Lembrei-me de uma velha tia, entendida nestas questões mais obscuras e decidi procurá-la. Mesmo que não me pudesse ajudar, pelo menos sentiria o alívio de partilhar o meu problema com alguém, que sabia que me levaria a sério sem colocar logo a hipótese da demência.
Depois de uma genuína manifestação de júbilo por me ver passado tanto tempo, a velhinha rapidamente se apercebeu que algo estranho se passava e a sua expressão rapidamente mudou para revelar consternação.

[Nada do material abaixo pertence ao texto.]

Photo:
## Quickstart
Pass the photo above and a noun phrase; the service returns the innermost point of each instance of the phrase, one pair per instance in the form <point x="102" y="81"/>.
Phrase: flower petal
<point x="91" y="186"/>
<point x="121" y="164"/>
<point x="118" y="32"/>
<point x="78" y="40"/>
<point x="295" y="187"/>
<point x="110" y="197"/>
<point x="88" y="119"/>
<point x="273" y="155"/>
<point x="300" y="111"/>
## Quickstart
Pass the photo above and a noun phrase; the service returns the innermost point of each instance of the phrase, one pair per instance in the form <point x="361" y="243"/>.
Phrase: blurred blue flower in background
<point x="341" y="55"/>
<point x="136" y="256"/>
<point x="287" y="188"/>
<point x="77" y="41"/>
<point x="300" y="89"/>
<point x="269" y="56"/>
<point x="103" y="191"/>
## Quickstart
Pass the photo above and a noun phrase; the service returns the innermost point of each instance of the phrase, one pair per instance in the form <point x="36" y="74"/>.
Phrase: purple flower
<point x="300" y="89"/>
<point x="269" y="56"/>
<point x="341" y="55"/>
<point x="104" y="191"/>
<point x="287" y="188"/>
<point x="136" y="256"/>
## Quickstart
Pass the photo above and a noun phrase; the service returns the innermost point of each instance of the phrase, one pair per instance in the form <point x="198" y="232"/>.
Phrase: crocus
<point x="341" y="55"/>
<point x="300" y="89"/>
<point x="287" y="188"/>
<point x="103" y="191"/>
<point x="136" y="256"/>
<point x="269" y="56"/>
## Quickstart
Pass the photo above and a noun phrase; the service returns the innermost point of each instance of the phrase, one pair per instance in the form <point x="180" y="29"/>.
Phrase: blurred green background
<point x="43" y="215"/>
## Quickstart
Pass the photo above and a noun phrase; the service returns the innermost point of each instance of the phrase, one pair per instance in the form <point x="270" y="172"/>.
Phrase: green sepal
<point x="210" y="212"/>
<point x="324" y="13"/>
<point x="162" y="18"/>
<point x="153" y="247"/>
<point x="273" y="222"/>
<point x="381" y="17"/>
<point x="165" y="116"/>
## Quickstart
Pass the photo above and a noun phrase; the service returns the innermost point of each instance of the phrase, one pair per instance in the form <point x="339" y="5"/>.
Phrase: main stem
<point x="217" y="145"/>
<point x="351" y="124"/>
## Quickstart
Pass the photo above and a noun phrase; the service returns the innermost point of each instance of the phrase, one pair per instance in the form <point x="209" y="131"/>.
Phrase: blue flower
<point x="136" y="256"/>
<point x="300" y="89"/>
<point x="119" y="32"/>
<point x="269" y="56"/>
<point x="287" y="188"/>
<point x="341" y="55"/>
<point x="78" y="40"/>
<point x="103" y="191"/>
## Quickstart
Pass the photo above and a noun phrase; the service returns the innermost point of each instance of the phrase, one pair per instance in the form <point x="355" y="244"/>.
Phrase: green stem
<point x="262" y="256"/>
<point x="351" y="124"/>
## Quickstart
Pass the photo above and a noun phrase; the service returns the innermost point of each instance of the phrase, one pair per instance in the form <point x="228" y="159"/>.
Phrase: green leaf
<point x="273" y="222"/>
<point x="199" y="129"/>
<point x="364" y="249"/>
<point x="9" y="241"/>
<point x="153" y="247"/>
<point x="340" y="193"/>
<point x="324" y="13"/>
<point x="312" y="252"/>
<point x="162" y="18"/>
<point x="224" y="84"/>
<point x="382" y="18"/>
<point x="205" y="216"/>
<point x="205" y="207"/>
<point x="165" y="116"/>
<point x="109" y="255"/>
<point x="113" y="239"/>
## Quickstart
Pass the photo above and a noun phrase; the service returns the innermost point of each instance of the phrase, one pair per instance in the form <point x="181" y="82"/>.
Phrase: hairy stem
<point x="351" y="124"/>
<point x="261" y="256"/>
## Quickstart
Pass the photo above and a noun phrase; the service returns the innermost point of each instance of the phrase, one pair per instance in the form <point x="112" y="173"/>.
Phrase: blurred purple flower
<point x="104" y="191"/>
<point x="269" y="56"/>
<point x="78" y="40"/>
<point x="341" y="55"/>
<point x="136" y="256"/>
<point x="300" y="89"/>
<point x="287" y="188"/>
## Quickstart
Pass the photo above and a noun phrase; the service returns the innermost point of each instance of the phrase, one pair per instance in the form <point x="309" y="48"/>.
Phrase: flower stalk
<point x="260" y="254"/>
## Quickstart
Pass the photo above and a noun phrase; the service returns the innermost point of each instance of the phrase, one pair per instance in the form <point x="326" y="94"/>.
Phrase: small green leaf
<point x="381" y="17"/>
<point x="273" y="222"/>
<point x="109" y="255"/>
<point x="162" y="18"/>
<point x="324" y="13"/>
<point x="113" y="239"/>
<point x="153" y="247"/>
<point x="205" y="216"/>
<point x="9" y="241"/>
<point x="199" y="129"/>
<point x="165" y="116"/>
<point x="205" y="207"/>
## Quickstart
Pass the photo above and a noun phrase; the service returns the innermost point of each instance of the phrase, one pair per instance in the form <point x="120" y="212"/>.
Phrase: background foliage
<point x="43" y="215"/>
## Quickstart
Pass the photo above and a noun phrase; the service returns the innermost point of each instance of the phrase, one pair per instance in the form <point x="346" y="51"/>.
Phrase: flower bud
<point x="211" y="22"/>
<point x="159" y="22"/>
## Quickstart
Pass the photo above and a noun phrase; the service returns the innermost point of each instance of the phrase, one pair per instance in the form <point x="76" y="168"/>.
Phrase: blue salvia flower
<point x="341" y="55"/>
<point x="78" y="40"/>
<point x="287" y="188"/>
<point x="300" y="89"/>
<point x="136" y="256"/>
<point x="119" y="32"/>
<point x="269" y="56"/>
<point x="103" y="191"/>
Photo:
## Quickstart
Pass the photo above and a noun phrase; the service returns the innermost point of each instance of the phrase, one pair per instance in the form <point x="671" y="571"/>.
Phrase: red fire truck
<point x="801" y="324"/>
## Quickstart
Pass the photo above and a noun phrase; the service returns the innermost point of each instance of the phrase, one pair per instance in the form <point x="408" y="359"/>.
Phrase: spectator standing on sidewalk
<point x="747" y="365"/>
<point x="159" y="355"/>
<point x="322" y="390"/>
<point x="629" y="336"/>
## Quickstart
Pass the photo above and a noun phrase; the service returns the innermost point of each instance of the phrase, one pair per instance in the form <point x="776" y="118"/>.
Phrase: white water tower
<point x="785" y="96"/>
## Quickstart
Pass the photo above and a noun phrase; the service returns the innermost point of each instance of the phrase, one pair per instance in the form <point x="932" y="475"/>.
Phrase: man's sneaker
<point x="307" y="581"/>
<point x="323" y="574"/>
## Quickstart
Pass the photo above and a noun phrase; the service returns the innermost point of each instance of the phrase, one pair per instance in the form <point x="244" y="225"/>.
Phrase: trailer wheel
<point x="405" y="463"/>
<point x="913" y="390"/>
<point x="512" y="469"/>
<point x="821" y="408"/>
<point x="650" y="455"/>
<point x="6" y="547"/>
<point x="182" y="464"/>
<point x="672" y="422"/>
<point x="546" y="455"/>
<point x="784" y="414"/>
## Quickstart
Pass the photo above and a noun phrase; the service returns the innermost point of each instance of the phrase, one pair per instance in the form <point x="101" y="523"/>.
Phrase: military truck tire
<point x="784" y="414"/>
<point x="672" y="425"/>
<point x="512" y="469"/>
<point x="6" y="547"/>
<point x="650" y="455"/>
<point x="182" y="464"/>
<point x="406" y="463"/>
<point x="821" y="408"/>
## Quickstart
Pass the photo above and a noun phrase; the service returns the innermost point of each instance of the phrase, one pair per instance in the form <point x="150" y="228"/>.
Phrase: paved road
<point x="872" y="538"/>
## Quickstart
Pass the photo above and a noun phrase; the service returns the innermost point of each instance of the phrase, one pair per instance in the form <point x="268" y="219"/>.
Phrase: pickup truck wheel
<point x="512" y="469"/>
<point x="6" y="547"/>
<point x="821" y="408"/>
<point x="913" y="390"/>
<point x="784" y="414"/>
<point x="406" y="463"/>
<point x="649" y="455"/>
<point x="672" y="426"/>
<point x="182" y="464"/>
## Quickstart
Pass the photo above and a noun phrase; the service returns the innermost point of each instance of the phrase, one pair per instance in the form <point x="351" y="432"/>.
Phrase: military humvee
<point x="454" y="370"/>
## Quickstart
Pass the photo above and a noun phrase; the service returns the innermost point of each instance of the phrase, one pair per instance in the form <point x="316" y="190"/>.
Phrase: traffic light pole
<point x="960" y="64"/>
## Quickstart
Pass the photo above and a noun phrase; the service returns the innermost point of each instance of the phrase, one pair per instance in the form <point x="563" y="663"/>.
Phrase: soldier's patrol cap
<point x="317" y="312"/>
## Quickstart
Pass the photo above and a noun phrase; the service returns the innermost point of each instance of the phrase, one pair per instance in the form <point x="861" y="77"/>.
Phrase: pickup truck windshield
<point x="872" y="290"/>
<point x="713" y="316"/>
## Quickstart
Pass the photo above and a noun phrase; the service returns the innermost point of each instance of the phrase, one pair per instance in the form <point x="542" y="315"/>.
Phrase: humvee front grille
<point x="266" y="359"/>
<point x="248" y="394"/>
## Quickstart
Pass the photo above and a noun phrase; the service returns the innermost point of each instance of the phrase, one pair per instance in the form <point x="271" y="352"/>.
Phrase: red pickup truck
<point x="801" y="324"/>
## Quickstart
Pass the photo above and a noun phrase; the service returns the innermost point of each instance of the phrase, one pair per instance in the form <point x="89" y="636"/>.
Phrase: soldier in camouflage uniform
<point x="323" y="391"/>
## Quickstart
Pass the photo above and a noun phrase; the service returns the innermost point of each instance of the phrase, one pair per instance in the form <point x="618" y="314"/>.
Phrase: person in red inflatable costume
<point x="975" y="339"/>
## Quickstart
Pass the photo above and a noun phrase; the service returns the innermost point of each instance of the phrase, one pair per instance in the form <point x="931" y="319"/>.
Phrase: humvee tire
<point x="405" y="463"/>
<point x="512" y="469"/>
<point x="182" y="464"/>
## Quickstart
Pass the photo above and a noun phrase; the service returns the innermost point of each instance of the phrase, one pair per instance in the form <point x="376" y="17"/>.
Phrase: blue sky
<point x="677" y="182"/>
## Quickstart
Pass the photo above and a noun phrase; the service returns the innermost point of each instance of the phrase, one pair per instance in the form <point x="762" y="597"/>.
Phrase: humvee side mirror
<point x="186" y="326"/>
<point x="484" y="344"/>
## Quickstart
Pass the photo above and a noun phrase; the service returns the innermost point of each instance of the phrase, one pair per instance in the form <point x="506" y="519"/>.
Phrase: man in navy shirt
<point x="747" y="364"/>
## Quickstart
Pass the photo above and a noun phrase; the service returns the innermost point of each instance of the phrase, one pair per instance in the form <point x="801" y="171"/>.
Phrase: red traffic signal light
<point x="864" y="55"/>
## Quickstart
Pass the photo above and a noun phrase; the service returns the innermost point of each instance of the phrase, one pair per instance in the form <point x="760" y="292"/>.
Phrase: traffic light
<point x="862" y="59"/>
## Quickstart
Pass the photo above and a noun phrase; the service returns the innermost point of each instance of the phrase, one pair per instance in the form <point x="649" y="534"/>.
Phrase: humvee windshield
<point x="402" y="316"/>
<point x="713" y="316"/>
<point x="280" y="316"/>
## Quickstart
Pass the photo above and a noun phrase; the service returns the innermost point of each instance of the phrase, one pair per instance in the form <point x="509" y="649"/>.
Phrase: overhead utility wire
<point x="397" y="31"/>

Pegou na minha mão direita com a sua mão esquerda e, apoiada com a outra mão numa tosca bengala, conduziu-me para a sala e convidou-me a sentar. Durante alguns momentos limitámo-nos a permanecer em silêncio, ordenando as memórias que a visão um do outro fizeram reviver. A minha tia era já bastante idosa na última vez que a tinha visto e não estava muito diferente do que eu me lembrava. Muito magra, com a roupa tão branca como o seu cabelo, arranjado num imaculado carrapito, como sempre a conheci. Pareceu-me apenas mais pequena, mas suponho que seria eu que estava maior. Conta-me tudo, disse quebrando o silêncio. Contei. Ela ouviu tudo atentamente sem proferir uma palavra, limitando-se a, com um ar grave, acenar lentamente com a cabeça. Quando terminei a minha história, depois de uma pausa, consegui sentir algum alívio quando a velhota disse que conhecia alguém que talvez fosse capaz de me ajudar. Depois de um telefonema em que parecia tentar que eu não percebesse o que dizia, durante o qual me olhava austeramente, inclinou a cabeça na direcção da porta.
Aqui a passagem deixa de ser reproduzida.